Published April 29, 2019
Bright and early on a recent April morning, young students raced inside the gymnasium of the Marva J. Daniel Futures Preparatory School in Buffalo, excitement gleaming on their faces. Following them, albeit at a slightly slower pace, were none other than members of UB’s women’s basketball team, who recently played in their third NCAA Tournament in four years.
The UB players and the younger students were at the school for Saturday Academies, a Buffalo Public Schools program that offers activities for its students at select schools every week. On this day, one of those activities involved playing against some of the best basketball players the Buffalo area has to offer.
This kind of interaction between UB student-athletes and Buffalo community members has become commonplace, thanks to the UB Student Athletic Advisory Committee’s (SAAC) Bulls in the Community program. The mission of UB SAAC, as well as every other NCAA-sponsored campus SAAC, is to give student-athletes a voice in creating athletic department policies and procedures. SAACs also act as a sort of community center that brings together all of the athletes within an institution’s athletic department.
But UB’s SAAC wanted to do more with its platform, and over the years has built a community engagement program. Organizers of community service projects and events throughout the Buffalo area can now request that UB student-athletes and coaches make an appearance or roll up their sleeves and help out with volunteer work.
The program has led numerous UB student-athletes to use their platform to give back to the community. In the past, they’ve helped at health and wellness nights, and cooked dinners at UB’s Newman Center, and they are always an integral part of WNY Girls in Sports Day.
“The goal of the Student Athletic Advisory Committee is to allow the students to have a voice in policies, procedures and legislation, but a secondary component to that has become service,” said Kellie Peiper, assistant athletic director for student-athlete excellence. “This program has been a pillar and foundation of the overall development of our student-athletes. It’s just as important as the physical training and the academic piece.
“I think our student-athletes do a really great job of connecting,” Peiper said. “It’s a very grassroots, kind of organic experience that when we’re out there, people have a good experience and the word spreads. It allows them to be real people.”
After everyone poured into the gym at Futures Prep, the UB basketball players quickly went on defense to show the young students what they were up against. In almost no time, shots were blocked left and right, coupled with some playful showboating. But, when a Futures student was able to get off a good shot, it was met with utterances like, “Oh, you’re pretty good.”
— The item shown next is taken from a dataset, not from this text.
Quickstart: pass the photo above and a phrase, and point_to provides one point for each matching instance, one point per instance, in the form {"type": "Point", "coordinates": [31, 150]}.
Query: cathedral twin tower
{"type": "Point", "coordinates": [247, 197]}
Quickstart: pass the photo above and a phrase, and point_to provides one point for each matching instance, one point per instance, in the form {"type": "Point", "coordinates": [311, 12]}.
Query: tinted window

The students in the gym had a ton of fun with the challenge and even added an extra person on the court, forcing the UB players to take somebody out and setting up a disadvantageous four-on-six matchup. The UB squad rolled with the rules changes, though, and not a lot changed in terms of outcome.
After spending some time on the court, the UB student-athletes sat down in separate classrooms and read story books to the Futures students, accompanied by a person in costume who represented the hero or main character of the story being read. It was just another way for the student-athletes to interact and talk with the younger students.
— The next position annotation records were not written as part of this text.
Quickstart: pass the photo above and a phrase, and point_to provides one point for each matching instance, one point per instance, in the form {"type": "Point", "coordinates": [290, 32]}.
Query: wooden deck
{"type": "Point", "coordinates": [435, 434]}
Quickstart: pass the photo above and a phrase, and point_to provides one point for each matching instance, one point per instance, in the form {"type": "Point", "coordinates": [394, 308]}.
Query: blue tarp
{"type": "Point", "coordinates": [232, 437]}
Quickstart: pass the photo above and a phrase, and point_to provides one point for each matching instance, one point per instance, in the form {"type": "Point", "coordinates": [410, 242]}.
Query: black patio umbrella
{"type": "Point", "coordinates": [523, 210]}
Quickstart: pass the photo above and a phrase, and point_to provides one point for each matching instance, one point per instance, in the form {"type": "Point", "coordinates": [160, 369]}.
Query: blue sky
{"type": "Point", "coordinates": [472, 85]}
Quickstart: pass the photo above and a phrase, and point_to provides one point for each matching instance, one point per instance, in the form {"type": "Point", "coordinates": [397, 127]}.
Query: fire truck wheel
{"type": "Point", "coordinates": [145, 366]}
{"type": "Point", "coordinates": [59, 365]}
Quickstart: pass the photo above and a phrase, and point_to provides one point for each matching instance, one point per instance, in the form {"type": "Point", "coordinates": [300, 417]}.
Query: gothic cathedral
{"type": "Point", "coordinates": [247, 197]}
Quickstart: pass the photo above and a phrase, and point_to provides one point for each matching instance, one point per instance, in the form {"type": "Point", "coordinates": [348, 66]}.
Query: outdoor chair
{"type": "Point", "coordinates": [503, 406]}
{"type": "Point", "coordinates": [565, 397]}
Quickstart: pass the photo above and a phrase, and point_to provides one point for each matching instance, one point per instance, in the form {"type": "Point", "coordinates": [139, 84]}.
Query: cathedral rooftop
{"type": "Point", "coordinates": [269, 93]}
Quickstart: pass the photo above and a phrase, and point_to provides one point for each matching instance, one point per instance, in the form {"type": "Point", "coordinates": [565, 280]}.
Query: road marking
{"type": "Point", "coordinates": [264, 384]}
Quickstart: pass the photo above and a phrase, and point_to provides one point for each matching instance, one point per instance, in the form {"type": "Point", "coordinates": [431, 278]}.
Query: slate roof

“It’s fun for us to see the kids and interact with them,” said Marissa Hamilton, a sophomore forward on the women’s basketball team. “I like showing them all the things that sports can do for you and show them a part of our lives. It also gives us a little bit of a break. We love basketball and play it all the time, but sometimes it does feel like a job.”
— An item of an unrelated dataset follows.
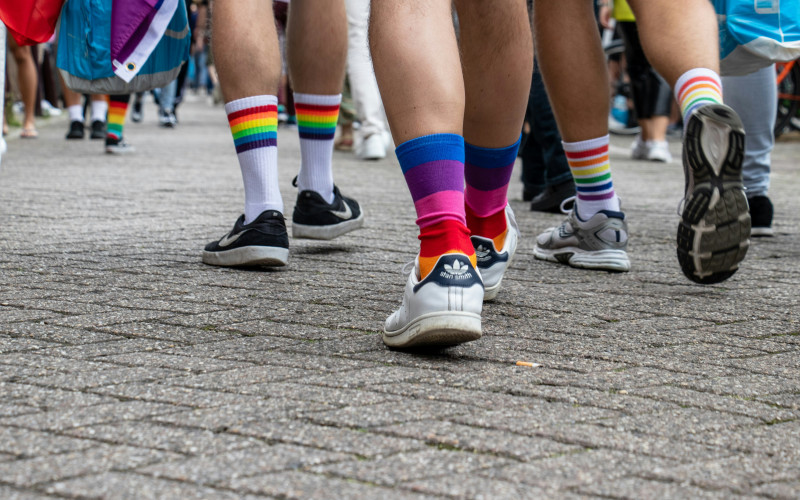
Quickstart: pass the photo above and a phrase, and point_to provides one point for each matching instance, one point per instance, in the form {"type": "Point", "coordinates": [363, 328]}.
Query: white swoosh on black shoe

Like Hamilton, freshman center Zena Elias said the community service work is one of her favorite parts of being a student-athlete.
“I think it’s great to be around the community because you get to know who you’re around and you get to learn more about yourself, while the students get to have fun and experience what their future could be,” Elias said.
When they’re out in the community, the student-athletes say, they are conscious of the platform they have and how they can share their experiences and make an impact.
“It’s just something I can’t explain really,” Hamilton said. “Being able to put smiles on people’s faces just by your presence is something not a lot of people get to experience at our age. I don’t even view it as being a role model, but just as being someone older that can help out or tell them that they’re going to make it. It’s just all about being there for the community.”
“We all come from different places and backgrounds,” added sophomore point guard Hanna Hall. “If we can help kids just get into the gym and have fun like this while sharing our experiences, it’s really helpful for our team and in building our community.”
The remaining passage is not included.